Alan Korwin of Ammoland reported the best explanation for the GOP's inaction "came from one voice in the back of a room where I gave a speech. In a room full of blank stares from folks who hadn't a clue, he called out, 'They're all in on it.' The room fell eerily silent." We'll bet! But the real reason, said Korwin, was that impeachment would put Joe Biden in charge. Because "the media bends over backwards to hide his constant insanity," President Biden would be a cinch for election in 2016 -- Hillary Clinton would have to settle for Veep -- "and that's the end of any Republican chance." If only the Democrats were so confident!

At The Hayride, Sarge thought impeachment was doomed even if the Republicans win the Senate this year -- because "Republicans can be best described as the right wing of the Progressive Movement in America," and "the more feckless of the group will step across the line and vote to acquit 'to save the nation.'" Plus which, "there'd be a nuclear explosion of American society as accusations of racism erupted across the land... major agents-provocateur like Sharpton, Jackson and any of the MSNBC clowns seeking to garner audience shares and turn sound bites into ratings while the drama of a Presidential Impeachment captures the press' attention across the globe." In this reading, Obama's blackness is his impeachment insurance, which you have to admit would be a pleasing historical irony.

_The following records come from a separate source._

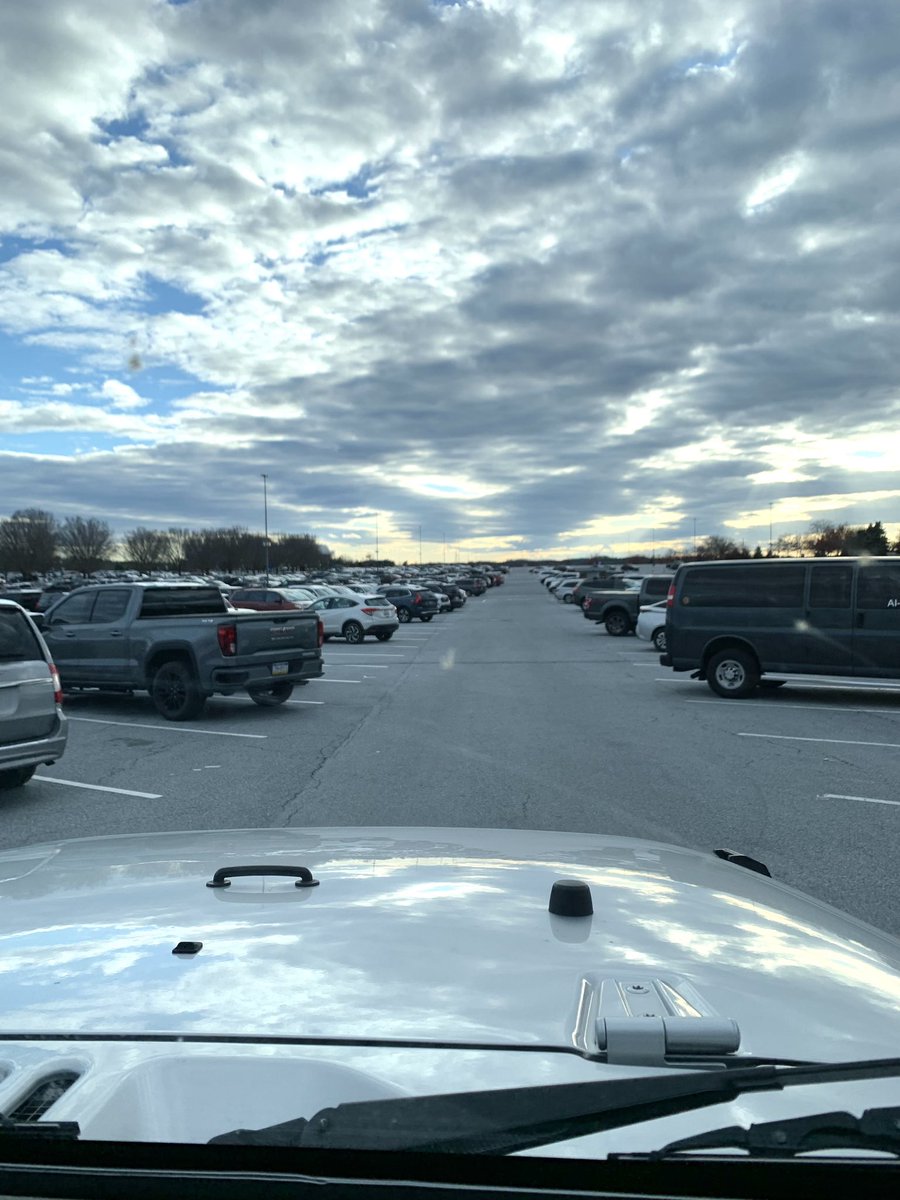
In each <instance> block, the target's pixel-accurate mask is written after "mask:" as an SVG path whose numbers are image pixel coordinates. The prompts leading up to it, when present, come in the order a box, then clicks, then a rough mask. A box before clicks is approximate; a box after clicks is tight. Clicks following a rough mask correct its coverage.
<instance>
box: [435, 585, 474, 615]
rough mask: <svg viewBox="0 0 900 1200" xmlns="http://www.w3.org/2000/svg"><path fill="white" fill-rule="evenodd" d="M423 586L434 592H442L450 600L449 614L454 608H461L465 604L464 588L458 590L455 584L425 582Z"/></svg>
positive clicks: (464, 595)
mask: <svg viewBox="0 0 900 1200" xmlns="http://www.w3.org/2000/svg"><path fill="white" fill-rule="evenodd" d="M425 586H426V588H433V589H434V590H436V592H443V593H444V595H445V596H448V598H449V600H450V611H451V612H452V610H454V608H462V606H463V605H464V604H466V590H464V588H460V587H457V586H456V584H455V583H440V582H438V581H437V580H426V581H425Z"/></svg>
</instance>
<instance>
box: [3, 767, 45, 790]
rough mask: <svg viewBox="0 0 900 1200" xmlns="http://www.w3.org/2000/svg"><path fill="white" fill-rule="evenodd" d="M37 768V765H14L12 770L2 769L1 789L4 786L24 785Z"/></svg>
mask: <svg viewBox="0 0 900 1200" xmlns="http://www.w3.org/2000/svg"><path fill="white" fill-rule="evenodd" d="M36 770H37V767H36V766H35V767H13V769H12V770H0V790H1V788H4V787H23V786H24V785H25V784H26V782H28V781H29V779H31V776H32V775H34V773H35V772H36Z"/></svg>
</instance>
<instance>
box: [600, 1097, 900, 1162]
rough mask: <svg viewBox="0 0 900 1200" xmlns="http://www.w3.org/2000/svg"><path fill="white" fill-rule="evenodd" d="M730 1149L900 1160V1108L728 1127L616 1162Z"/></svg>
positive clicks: (762, 1122)
mask: <svg viewBox="0 0 900 1200" xmlns="http://www.w3.org/2000/svg"><path fill="white" fill-rule="evenodd" d="M730 1148H734V1150H745V1151H748V1152H749V1154H750V1157H751V1158H754V1157H764V1158H793V1156H794V1154H808V1153H810V1152H812V1151H816V1150H872V1151H874V1150H878V1151H883V1152H884V1153H888V1154H894V1156H896V1157H898V1158H900V1108H888V1109H866V1110H865V1112H863V1115H862V1117H854V1116H853V1115H852V1114H851V1112H817V1114H816V1115H815V1116H810V1117H792V1118H791V1120H790V1121H766V1122H762V1123H760V1124H751V1126H746V1127H745V1126H726V1127H725V1128H722V1129H710V1130H709V1132H708V1133H700V1134H696V1136H694V1138H680V1139H679V1140H678V1141H670V1144H668V1145H667V1146H664V1147H662V1150H654V1151H653V1152H652V1153H649V1154H620V1156H619V1154H617V1156H614V1157H617V1158H646V1159H658V1158H668V1156H670V1154H682V1153H686V1152H688V1151H694V1150H730Z"/></svg>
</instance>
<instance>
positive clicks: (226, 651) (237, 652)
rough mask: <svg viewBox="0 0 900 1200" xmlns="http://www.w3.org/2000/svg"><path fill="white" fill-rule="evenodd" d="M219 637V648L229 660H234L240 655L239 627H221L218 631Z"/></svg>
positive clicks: (219, 628) (224, 625)
mask: <svg viewBox="0 0 900 1200" xmlns="http://www.w3.org/2000/svg"><path fill="white" fill-rule="evenodd" d="M216 635H217V636H218V648H220V650H221V652H222V654H223V655H224V656H226V658H227V659H232V658H234V655H235V654H236V653H238V626H236V625H220V626H218V629H217V630H216Z"/></svg>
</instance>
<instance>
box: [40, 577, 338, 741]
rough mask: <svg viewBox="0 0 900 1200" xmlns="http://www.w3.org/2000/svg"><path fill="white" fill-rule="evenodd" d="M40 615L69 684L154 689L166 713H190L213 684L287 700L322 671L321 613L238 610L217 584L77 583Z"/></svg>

Perhaps these cowboys will find themselves uplifted by a recent George F. Will column. Fresh from suggesting that co-eds get street cred for being raped, the pre-eminent conservative columnist tackled the President's "lawless" behavior: "making executive power compatible with democracy's abhorrence of arbitrary power," he said, is "now more urgent in America than at any time since the Founders, having rebelled against George III's unfettered exercise of 'royal prerogative,' stipulated that presidents 'shall take care that the laws be faithfully executed.'" If you think Will is saying that Obama is like George III, you're not quite accurate, but you did receive the impression he sought to convey. That's how the pros do it, folks!

Will argued that "Obama has suspended, waived and rewritten laws, including the Affordable Care Act" in contradiction of Constitutional principles. While "Presidents must exercise some discretion in interpreting laws," Obama is a Democrat -- we mean, Obama "has perpetrated more than 40 suspensions of laws," and in the version of the Constitution written in lemon juice invisible ink that Will is among the few living Americans to have held up to a lamp, this exceeds the allowable gimmes.

Congress could sue -- but alas, said Will, this requires "robust judicial assistance" -- that is, a sure thing on the bench. But "courts, understandably fearful of being inundated by lawsuits from small factions of disgruntled legislators, have been wary of granting legislative standing." That Obama's a slippery one -- hiding behind the tolerance of the law, just like that black guy in that cop show!

Was there then no Constitutional remedy? Well, said Will, "advocates of extreme judicial quietism to punish the supine people leave the people's representatives no recourse short of the extreme and disproportionate 'self help' of impeachment."

Not that Will encouraged impeachment, mind you -- he said it should be a "rare recourse" -- but to the Fox News analyst's audience, a nod's as good as a wink. Like we said, Will's a pro, and he knows how to keep his powder dry. But when the lawsuit idea inevitably fails -- and the Republicans get a majority in the Senate -- it will probably come time for Will and a bunch of other big-time wingnuts to join the small-timers and accept the painful necessity of impeachment. We'd like to offer this as a prediction, but really, it should be obvious to anyone who's paying attention.